The main thing that used to haunt my waking thoughts was why? I mean, how did the conversation go?

"Have you tested the new operating system, Bob?"
"Yes, sir, Mr Gates, sir."
"And...?"
"Um... well, sir, I say tested, but in the end I had to be restrained by my colleagues to stop me throwing my machine out of the window. And you know we're on the 8th floor up here..."
"Excellent. Release it next week."

Actually, that may be dangerously close to the truth. But you get my point.

It's the same with so many things. Just becuase you can doesn't mean you should. And nothing exemplifies my point quite so well as BBC1's primetime offering from 7 'till 8 pm. Robin Hood. Oh dear, oh dear, oh dear...

To say the script was bad would be to slight Australian soap operas of all time.

"What do you mean, Darleen - Jason didn't get killed by Darren, and he's now with Melissa? And Jody's going to have his child, except he thinks that she's with Micky?"

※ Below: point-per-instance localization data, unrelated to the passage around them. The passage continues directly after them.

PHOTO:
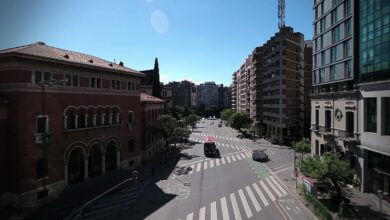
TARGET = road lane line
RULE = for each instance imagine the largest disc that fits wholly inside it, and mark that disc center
(236, 211)
(272, 197)
(244, 202)
(190, 216)
(228, 159)
(273, 187)
(213, 210)
(198, 167)
(202, 213)
(225, 212)
(253, 199)
(278, 185)
(261, 195)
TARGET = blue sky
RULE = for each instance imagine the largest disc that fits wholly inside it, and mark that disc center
(199, 40)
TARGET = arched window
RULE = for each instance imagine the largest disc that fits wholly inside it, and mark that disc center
(42, 168)
(70, 119)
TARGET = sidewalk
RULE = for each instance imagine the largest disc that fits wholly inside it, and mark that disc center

Genius, pure genius. Compared, that is, with the utter drivel spouted by M. Hood, Little John et al. And for sublety, it makes Ali G look like Jane Austen. Did you know that there were parallels to be drawn between an 12th century bloke in a forest and a 21st century war against suicide bombers? I didn't.

Oh, and before I forget, clocks which go "tick tock tick tock" didn't exist in the 12th century. They really didn't. It's like watching the Sheriff arrive in a Ford Mustang.

Please, please, BBC, stop wasting our licence fees on men in tights. Speed on the return of Top Gear, and let's all sit down and watch some caravans getting trashed. What could be better family entertainment than that?

Friday, September 29, 2006

On Straightness and Slugs...

There are many things in life that I find frustrating. I dislike mess, and things that aren't straight (pictures, table mats, etc etc). There is a natural order to things that, it seems to me, revolves, as it were, around the right angle. Similarly, things should be symmetrical, and centralised. This is why I choose to type using the justified paragraph alignment option selected, even though it does occasionally produce lines where the words are spaced a long way apart. It seems only natural to me that, for example when placing a settee against a wall, the gap on the left should be exactly the same size as the gap on the right. Otherwise, it's not, well, right. To quote Edward Monkton, "Those who do not believe in the Law of Straightness WILL NOT BE SAVED!" OK, I accept that it's unlikely to ever form the basis of my theological understanding, but the sentiment is one I approve of.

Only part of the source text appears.